Academic Department/Program Description and Curriculum
The UCSB Materials Department carries out research in the areas of Electronic and Photonic Materials; Inorganic Materials; Macromolecular and Biomolecular Materials; and Structural Materials. Many faculty, postdoctoral fellows and students are also involved in interdisciplinary programs, including the Materials Research Laboratory, the California Nanosystems Institute, the Center for Multi-Functional Materials and Structures, the Center for Energy Efficient Materials, the International Center for Materials Research , the Solid State Lighting and Energy Center and the Mitsubishi Chemical Center for Advanced Materials.
The Department offers the M.S. and Ph.D. degrees in Materials, with specializations in the four main research areas listed above. It also offers a five year B.S Engineering/M.S. Materials program.
Scope of Coverage
Subject Areas:The major emphasis is on ceramics and inorganic materials; composite materials; electronic, optoelectronic and photonic materials; polymeric materials, with priority given to areas of current faculty research.

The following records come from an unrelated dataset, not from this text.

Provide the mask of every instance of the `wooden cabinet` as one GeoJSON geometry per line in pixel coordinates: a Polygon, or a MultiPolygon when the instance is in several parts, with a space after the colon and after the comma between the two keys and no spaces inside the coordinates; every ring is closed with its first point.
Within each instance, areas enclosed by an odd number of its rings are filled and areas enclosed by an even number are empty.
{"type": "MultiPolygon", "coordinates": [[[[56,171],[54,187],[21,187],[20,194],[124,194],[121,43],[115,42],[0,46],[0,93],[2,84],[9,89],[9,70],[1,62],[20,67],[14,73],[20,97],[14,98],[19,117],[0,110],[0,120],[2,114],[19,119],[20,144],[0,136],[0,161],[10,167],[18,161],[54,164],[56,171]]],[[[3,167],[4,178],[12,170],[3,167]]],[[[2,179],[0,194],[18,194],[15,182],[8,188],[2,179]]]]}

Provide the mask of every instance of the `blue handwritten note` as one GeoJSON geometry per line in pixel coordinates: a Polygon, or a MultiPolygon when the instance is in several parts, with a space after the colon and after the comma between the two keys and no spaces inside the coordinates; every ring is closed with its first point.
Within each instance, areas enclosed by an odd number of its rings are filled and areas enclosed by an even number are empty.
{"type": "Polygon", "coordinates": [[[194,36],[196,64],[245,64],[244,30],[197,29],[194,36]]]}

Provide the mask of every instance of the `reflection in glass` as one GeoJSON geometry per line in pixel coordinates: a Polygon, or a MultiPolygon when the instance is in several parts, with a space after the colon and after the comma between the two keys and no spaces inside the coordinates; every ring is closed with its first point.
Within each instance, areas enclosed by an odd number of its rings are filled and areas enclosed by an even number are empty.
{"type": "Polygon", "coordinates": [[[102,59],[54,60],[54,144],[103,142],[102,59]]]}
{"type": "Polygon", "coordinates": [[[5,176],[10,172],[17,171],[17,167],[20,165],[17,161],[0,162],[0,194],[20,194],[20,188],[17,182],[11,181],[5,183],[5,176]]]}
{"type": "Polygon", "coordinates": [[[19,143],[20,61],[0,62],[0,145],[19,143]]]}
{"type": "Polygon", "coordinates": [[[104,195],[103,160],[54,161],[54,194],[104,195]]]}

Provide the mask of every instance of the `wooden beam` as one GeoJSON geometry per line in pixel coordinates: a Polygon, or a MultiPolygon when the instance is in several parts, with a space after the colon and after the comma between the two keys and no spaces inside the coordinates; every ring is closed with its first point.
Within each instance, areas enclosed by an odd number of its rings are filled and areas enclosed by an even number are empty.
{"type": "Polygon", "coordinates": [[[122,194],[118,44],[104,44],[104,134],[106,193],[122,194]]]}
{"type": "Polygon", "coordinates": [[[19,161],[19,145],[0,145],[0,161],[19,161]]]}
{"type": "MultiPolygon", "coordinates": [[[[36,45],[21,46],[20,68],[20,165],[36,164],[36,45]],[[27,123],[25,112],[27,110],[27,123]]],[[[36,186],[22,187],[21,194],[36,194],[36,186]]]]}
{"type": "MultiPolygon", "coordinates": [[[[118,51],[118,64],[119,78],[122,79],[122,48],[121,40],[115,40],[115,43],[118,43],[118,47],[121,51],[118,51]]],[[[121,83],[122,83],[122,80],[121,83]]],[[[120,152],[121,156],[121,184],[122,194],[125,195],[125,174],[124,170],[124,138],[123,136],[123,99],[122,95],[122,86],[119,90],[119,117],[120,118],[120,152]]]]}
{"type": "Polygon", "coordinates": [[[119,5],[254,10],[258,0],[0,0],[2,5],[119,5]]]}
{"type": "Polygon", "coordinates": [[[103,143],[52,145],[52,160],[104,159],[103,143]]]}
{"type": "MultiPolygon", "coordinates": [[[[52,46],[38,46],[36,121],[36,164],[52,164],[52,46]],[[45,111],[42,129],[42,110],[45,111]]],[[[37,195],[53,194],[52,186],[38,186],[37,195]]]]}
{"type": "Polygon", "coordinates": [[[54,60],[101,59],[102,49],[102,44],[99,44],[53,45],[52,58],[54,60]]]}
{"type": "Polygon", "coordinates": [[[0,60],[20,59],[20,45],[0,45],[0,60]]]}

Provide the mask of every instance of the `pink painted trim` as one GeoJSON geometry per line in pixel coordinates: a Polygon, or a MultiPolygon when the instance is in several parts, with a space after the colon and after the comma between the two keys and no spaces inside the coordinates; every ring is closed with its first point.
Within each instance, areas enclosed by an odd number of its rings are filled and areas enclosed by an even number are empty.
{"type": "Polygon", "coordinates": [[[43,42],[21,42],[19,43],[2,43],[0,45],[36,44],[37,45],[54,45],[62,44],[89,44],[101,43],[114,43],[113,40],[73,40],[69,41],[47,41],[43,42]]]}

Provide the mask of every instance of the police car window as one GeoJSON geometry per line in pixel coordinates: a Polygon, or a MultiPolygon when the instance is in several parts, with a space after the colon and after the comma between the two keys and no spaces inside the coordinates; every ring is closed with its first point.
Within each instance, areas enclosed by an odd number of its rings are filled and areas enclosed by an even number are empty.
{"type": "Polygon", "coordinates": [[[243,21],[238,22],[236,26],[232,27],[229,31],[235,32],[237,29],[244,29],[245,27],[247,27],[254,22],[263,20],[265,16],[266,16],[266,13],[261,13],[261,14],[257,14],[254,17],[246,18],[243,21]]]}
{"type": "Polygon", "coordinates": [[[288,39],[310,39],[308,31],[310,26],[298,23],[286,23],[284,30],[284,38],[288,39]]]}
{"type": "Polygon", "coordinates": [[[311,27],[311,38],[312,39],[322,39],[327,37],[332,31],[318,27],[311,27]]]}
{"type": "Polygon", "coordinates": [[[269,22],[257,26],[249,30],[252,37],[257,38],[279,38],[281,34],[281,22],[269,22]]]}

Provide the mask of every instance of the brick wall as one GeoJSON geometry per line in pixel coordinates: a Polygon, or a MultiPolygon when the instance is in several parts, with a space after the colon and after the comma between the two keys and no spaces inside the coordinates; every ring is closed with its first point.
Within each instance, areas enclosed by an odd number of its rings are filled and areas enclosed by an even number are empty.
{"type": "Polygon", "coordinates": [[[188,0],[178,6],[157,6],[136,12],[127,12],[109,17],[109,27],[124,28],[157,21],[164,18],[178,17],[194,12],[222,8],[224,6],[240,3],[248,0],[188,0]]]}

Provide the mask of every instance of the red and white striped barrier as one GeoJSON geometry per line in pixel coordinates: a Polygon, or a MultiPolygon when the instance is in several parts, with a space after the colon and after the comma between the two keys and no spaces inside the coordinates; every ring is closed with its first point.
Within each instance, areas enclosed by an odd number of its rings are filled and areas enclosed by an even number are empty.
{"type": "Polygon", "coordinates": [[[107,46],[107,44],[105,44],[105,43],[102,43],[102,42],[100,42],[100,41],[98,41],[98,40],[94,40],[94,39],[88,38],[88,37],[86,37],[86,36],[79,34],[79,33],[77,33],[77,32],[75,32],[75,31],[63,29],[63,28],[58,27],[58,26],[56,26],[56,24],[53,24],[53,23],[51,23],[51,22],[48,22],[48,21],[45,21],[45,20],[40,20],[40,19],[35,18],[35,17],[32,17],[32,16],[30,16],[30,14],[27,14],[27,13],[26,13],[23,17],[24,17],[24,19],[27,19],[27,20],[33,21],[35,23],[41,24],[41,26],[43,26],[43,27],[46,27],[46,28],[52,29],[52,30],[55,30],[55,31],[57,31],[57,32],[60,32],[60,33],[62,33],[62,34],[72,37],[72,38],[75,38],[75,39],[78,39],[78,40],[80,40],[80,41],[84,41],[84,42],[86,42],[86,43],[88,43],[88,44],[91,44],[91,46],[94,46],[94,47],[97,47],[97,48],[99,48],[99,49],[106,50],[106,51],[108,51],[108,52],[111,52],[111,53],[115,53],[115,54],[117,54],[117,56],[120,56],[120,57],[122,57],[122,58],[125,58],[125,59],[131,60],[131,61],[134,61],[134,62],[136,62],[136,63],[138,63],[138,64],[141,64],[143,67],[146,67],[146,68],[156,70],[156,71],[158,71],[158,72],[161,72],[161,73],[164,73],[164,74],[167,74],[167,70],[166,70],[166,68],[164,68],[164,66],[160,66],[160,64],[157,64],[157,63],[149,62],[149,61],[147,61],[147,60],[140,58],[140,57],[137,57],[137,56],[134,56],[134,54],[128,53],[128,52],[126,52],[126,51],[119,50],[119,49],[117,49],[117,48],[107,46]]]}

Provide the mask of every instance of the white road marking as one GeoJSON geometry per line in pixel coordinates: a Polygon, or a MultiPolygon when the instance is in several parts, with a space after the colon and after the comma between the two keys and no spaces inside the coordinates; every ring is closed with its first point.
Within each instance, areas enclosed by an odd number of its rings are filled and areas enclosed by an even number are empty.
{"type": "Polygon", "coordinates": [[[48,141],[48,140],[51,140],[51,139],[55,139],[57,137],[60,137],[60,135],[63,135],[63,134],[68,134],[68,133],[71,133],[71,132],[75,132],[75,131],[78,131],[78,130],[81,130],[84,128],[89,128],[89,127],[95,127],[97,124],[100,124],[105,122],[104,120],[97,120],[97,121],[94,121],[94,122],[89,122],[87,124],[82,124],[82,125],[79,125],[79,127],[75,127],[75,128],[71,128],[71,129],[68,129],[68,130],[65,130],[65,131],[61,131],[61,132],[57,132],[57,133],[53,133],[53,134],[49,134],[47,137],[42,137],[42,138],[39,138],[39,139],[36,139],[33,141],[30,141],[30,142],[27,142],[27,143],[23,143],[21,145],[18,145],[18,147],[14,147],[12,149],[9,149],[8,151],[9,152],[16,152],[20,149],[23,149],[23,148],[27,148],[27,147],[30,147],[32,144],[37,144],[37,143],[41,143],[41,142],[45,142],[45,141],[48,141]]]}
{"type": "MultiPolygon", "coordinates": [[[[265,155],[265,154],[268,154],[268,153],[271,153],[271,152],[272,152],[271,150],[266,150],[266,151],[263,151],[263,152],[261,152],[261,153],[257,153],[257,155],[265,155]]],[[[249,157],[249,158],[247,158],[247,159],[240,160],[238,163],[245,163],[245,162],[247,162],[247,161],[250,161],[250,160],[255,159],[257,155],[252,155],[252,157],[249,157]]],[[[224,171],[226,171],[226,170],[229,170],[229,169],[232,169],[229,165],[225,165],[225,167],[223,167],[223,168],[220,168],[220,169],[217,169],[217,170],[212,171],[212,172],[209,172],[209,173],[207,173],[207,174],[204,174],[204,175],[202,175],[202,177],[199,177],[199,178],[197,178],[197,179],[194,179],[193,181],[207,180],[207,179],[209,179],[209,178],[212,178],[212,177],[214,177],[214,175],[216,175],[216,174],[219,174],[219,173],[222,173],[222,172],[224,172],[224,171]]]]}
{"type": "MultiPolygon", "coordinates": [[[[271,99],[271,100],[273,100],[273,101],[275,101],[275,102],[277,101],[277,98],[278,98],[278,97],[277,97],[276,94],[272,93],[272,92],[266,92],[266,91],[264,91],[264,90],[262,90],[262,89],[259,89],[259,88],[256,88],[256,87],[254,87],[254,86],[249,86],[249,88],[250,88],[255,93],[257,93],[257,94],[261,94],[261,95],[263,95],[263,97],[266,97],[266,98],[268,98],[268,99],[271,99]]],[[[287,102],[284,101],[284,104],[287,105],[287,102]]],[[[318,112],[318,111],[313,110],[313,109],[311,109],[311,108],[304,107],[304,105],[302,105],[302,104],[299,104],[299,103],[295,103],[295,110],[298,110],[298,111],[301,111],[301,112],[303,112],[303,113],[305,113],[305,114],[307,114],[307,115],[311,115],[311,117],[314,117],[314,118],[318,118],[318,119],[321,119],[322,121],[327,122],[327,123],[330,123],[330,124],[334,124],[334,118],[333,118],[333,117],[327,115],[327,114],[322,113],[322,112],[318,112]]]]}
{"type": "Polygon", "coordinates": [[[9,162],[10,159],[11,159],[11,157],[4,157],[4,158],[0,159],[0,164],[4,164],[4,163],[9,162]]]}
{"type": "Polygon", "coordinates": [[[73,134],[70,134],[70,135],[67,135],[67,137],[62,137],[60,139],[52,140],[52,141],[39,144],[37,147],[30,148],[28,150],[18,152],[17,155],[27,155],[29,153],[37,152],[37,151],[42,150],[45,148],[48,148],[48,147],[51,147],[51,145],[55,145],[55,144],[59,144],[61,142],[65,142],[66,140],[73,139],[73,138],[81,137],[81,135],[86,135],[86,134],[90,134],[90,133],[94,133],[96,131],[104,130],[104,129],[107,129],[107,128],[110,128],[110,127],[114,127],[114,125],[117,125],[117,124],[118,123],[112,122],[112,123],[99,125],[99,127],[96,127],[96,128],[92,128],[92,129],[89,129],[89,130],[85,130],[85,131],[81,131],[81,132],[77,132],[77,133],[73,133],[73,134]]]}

Languages: Although English is the primary language, materials in other languages are also acquired on a selective basis. If at all possible, translations into English are preferred, especially for those materials which are in Russian, Japanese, and Chinese.
Chronological Limits: Primary collecting interest in both books and journals is in current research in materials science and engineering.
Date of Publication: Materials of the past five to six years are of primary importance for both monographs and serials.
Types of Materials
In decreasing importance these materials are acquired: serials, monographs, proceedings/transactions, technical reports/government documents, theses. Generally, for monographs, electronic copy is acquired unless cost is prohibitive or available only in another format. Textbooks are acquired minimally, especially at the lower division level. Reference materials have a high priority in acquisition, and may be acquired in print or electronic form depending on availability and relative price.
For serials, online campuswide access is the preferred form over print. In addition to the criteria used for judging print materials (authority, content, etc.), other factors are considered. These include:
- Method of access: non-proprietary protocols such as the World Wide Web and document formats such as HTML and PDF are preferred
- Availability: access to the entire campus is preferred to library-only access
- Licensing requirements
- Availability of archives
For secondary literature, campuswide electronic access is preferred where available and affordable, followed by print access and mediated online searching where necessary. Exclusions: popular books are generally excluded.
Systemwide and Other Resources
The sheer volume of published material makes it nearly impossible to collect any discipline -- and especially materials science and engineering -- at anything resembling a comprehensive level. As such, Interlibrary Loan is used, and monitored to provide insight into collection areas requiring increased attention.
When possible, consortia and cooperative agreements are used to augment collections and maximize the utility of spending. UCSB actively works with other University of California campuses to pool resources, negotiate purchases, and share materials.